The Darkness Held
The Red Wedding broke something. Not because you didn’t see it coming, but because the show actually went through with it. Stannis burned his daughter alive. Cersei descended those King’s Landing steps naked and shamed. Game of Thrones spent seven years proving that the worst thing you could imagine wasn’t hypothetical—it was likely.
I watched because I wanted to see if the story would ever stop inflicting damage, if there was hope buried somewhere underneath. By the time Stannis lit that pyre, I knew the answer wasn’t coming. The show was built on a single conviction: power corrupts, good intentions lead nowhere, and everything you care about will eventually be taken from you. After a while that stops reading as drama and starts feeling like watching something true play out.

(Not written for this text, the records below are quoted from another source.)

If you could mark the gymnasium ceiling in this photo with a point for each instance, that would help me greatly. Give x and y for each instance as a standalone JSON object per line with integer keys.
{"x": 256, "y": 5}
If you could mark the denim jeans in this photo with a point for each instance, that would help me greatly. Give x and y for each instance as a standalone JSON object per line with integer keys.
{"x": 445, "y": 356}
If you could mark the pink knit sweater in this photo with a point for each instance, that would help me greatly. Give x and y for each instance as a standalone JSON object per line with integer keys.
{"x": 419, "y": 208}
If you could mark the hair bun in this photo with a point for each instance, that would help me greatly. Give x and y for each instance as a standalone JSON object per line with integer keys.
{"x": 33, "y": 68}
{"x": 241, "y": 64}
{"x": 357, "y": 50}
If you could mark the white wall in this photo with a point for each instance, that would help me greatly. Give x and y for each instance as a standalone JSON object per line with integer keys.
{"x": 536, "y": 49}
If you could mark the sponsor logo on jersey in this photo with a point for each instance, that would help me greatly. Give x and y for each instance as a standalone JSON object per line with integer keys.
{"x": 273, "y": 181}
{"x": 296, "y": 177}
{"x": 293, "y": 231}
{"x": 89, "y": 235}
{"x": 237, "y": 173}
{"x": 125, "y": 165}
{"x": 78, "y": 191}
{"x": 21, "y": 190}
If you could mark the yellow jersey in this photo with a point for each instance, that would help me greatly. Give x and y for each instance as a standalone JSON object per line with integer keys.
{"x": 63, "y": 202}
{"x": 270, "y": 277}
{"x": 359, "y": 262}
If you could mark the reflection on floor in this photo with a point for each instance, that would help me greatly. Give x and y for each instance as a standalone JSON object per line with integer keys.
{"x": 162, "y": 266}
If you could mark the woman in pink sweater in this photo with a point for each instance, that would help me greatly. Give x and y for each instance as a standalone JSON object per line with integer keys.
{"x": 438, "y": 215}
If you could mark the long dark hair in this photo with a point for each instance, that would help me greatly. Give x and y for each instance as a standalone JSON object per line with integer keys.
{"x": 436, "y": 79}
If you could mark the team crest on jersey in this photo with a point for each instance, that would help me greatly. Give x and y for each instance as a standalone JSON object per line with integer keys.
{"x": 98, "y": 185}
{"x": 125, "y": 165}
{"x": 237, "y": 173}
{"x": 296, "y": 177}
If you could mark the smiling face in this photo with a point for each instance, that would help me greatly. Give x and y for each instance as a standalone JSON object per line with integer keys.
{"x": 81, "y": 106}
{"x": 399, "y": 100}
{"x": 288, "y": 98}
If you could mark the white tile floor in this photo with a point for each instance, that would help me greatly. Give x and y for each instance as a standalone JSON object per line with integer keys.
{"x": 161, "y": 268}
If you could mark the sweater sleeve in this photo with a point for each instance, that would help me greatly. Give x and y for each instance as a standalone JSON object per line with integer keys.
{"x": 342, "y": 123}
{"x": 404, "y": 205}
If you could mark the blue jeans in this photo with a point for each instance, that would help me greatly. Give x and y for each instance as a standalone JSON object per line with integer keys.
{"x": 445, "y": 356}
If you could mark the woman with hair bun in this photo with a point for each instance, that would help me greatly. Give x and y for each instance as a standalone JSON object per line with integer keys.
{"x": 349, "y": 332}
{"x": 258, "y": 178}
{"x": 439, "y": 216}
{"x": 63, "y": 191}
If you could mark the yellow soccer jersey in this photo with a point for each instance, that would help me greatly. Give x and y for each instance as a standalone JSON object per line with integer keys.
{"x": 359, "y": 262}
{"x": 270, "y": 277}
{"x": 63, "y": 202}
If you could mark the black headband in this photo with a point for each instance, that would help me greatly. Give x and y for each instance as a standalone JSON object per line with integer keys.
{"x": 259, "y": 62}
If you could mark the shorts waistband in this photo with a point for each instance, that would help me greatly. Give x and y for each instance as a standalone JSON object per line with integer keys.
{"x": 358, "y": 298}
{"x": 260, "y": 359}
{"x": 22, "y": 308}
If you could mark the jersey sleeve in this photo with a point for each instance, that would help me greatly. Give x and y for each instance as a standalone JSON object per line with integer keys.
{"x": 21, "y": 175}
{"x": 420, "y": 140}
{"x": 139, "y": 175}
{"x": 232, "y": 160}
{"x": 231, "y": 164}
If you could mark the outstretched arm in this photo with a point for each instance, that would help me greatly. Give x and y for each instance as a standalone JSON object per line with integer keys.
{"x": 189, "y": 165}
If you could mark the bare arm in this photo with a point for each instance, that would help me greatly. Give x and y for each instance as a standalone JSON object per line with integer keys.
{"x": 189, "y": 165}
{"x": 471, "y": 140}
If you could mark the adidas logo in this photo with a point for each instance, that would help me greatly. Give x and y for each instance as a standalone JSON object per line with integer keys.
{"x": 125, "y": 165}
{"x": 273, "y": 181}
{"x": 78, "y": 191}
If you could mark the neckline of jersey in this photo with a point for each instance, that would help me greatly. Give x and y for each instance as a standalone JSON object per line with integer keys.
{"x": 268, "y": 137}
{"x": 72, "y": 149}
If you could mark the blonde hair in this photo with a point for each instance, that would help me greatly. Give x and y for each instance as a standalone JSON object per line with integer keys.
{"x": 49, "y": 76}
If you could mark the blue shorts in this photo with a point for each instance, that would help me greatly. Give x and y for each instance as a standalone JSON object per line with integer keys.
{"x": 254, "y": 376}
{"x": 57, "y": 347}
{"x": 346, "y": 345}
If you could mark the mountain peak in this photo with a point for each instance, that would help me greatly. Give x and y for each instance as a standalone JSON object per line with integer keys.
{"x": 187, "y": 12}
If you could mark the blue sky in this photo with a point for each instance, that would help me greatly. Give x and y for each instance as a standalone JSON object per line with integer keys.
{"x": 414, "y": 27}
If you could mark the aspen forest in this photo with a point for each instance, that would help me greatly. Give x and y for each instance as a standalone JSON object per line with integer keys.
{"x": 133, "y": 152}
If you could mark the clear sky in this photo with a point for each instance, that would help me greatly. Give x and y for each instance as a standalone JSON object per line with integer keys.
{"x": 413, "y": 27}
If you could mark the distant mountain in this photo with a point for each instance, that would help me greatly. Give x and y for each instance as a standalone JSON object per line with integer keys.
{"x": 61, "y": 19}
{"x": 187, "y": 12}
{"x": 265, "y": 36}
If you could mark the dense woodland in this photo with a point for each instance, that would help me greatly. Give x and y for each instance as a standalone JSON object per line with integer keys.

There’s something unsettling about a story that refuses you comfort for seven years straight. Not unsettling in a thrilling way—unsettling in the way that mirrors show you things about yourself you weren’t ready to see. I kept watching even when it hurt because I was curious if I could sit with that kind of sustained bleakness without breaking. Turns out I could.
The final season came and it was exactly what the show had promised all along. Not redemption, not hope, just the logic of power playing out to its conclusion. Some people felt betrayed. I understood it.
I don’t regret those seven years. They taught me how much darkness you can sit with before it becomes part of how you see the world. Game of Thrones knew exactly what it was. I just needed time to agree.